We had a wonderful time at this month’s cover shoot. Thanks to all the beautiful volunteers who answered our call-out, it turned out to be a surprisingly fun and easy experience. The atmosphere was full of positivity as everyone stripped down and celebrated themselves and their bodies for photographer Hazel Coonagh’s camera. As one of our participants, artist Jesse De Boe said: “People see their bodies as a product to attract a sexual partner, but when you can be okay with it in a non-sexual way, then you’ve got selfacceptance.” And we could really feel that powerful force of non-sexual self-acceptance in the room as everyone posed together for our naked cover.

As we go to press, we don’t know whether Facebook will allow us to promote the cover. Last month’s cover, which featured two naked men from the waist up, was rejected. We sent the Facebook sentries photographs of other highly sexualised magazine covers that had made the grade, but they told us the decision was final. Perhaps it was because in the photograph two naked people are touching, perhaps it was because in small type at the top of the page it said ‘The Sex Issue’, thereby equating the image with sex.
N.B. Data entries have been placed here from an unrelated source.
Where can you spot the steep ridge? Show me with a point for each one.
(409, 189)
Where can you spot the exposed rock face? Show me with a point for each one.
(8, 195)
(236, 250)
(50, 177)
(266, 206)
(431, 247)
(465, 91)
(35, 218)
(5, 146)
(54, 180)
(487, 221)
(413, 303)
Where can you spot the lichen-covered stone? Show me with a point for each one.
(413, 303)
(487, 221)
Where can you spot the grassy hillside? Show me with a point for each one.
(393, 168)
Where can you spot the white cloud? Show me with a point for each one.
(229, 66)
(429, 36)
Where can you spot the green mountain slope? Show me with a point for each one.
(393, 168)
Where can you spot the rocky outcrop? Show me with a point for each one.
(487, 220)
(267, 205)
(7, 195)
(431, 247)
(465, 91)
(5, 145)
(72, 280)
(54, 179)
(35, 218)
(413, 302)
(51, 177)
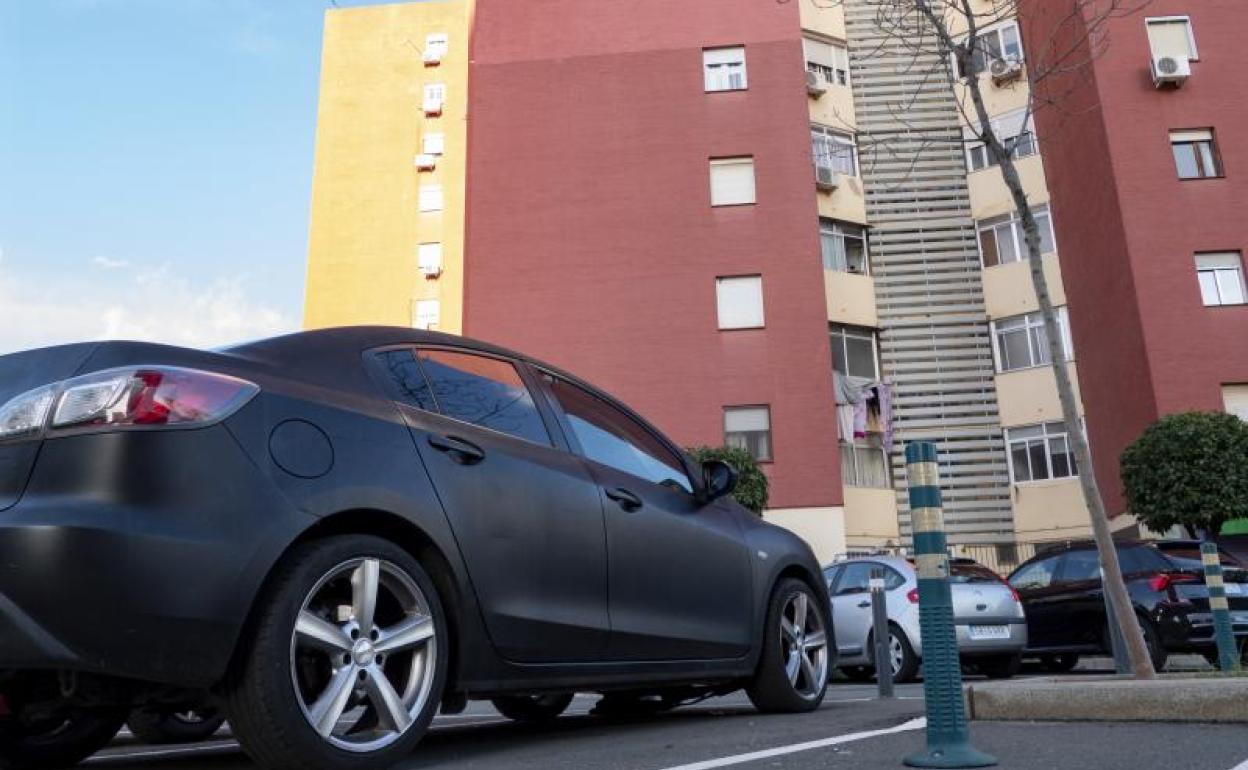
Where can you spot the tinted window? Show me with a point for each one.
(484, 392)
(856, 579)
(1037, 574)
(971, 573)
(610, 437)
(1081, 565)
(409, 382)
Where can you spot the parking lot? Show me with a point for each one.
(851, 730)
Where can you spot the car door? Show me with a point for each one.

Perhaps it was because it was a picture of two men touching, with the word ‘sex’ in the mix.

Facebook have also rejected our promotion of a video for the naked cover, featuring one of the models who identifies as non-binary, shot only from the shoulders up (pictured top, left). It features “excessive amounts of skin or suggestive content,” we’re told. A similar video, also shot from the shoulders up, featuring one of our cisgender female models was not rejected (also pictured left). We are currently appealing the decision.

Last week a story blew up on the internet about a Spanish lesbian couple who had a photograph of them with their baby (pictured) removed from Instagram, apparently following protests from other users. The couple declared that its removal was blatant homophobia and started the hashtag #YoSoloVeoAmor (#IOnlySeeLove), which went viral with lots of other queer families posting their photos. It opened a debate about the sexualisation of LGBT+ people by the media, where just because we’re queer, trans, bisexual, or gay, we are immediately sexualised.

It’s hard to imagine Instagram removing a similar photograph of a heterosexual couple and their child. The last GCN cover was about sex, we fully accept that. But we wonder whether a similar photograph of a heterosexual couple would be rejected under the same rules?